Mary le regarda craintivement, subjuguée par la solennité de ses paroles.

— Il est à Londres une noble femme qui a eu pitié de vous et de moi, madam, poursuivit Perceval. Elle m’a dit son secret, afin que je vous sauve. Voulez-vous jurer de ne point révéler ce secret, Mary ?

— En quoi me regarde-t-il, milord ?

— Il regarde le passé de l’homme qu’on veut vous donner pour époux.

— Milord, je ne puis rien entendre contre le marquis de Rio-Santo.

— Vous m’entendrez pourtant, Mary, s’écria Frank ; vous m’entendrez, si je vous en prie…

Il passa son bras autour de la taille de miss Trevor dont le front s’éclaira.

— Vous m’entendrez, reprit Frank avec entraînement, car vous m’aimez encore, Mary, malgré eux et malgré vous !

— C’est bien vrai ! pensa tout haut la pauvre fille ; — Frank, je vous aimais moins que cela autrefois !… Mais je suis sa fiancée…

Elle jeta ses deux bras autour du cou de Perceval avec l’abandon gracieux d’un enfant et se prit à le regarder avec un doux sourire.
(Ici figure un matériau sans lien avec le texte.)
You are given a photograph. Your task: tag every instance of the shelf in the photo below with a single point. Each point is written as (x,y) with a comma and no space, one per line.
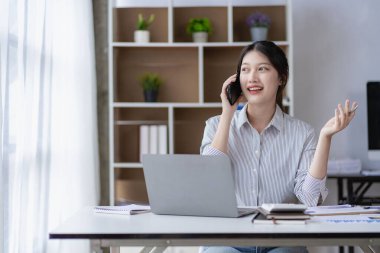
(190,120)
(139,122)
(126,136)
(130,186)
(191,44)
(192,74)
(125,20)
(216,15)
(277,30)
(165,105)
(127,165)
(180,85)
— Il ne faut pas vous réjouir et il ne faut pas vous attrister, mon bien-aimé Frank, ajouta-t-elle ; — voyez… je n’ai plus de force. Dieu qui est bon m’envoie la mort dans sa miséricorde…

— Non, vous ne mourrez pas, Mary ! s’écria Frank dont une angoisse navrante vint serrer le cœur ; — le bonheur vous rendra la vie… Et j’empêcherai bien, moi, cet odieux mariage de s’accomplir… Jurez, Mary, jurez de garder le secret de lady Ophelia.

— Elle est bonne et souffre, elle aussi, dit Mary ; — je le jure.

Frank l’attira sur son sein.

— Mary, reprit-il à voix basse, vous savez que la comtesse a dû épouser le marquis de Rio-Santo ?

— Je sais qu’elle l’aime, répondit Mary.

— Vous vous souvenez peut-être d’un étranger qui vint à Londres en même temps que le marquis, — et que je n’ai pu connaître, moi, par conséquent. — On le nommait le chevalier de Weber.

— Je m’en souviens, Frank… Au bout de trois mois il partit pour l’Inde.

— Non, Mary… le chevalier alla plus loin et ne reviendra pas de son voyage… le chevalier fut assassiné.

Frank sentit la faible enfant tressaillir entre ses bras.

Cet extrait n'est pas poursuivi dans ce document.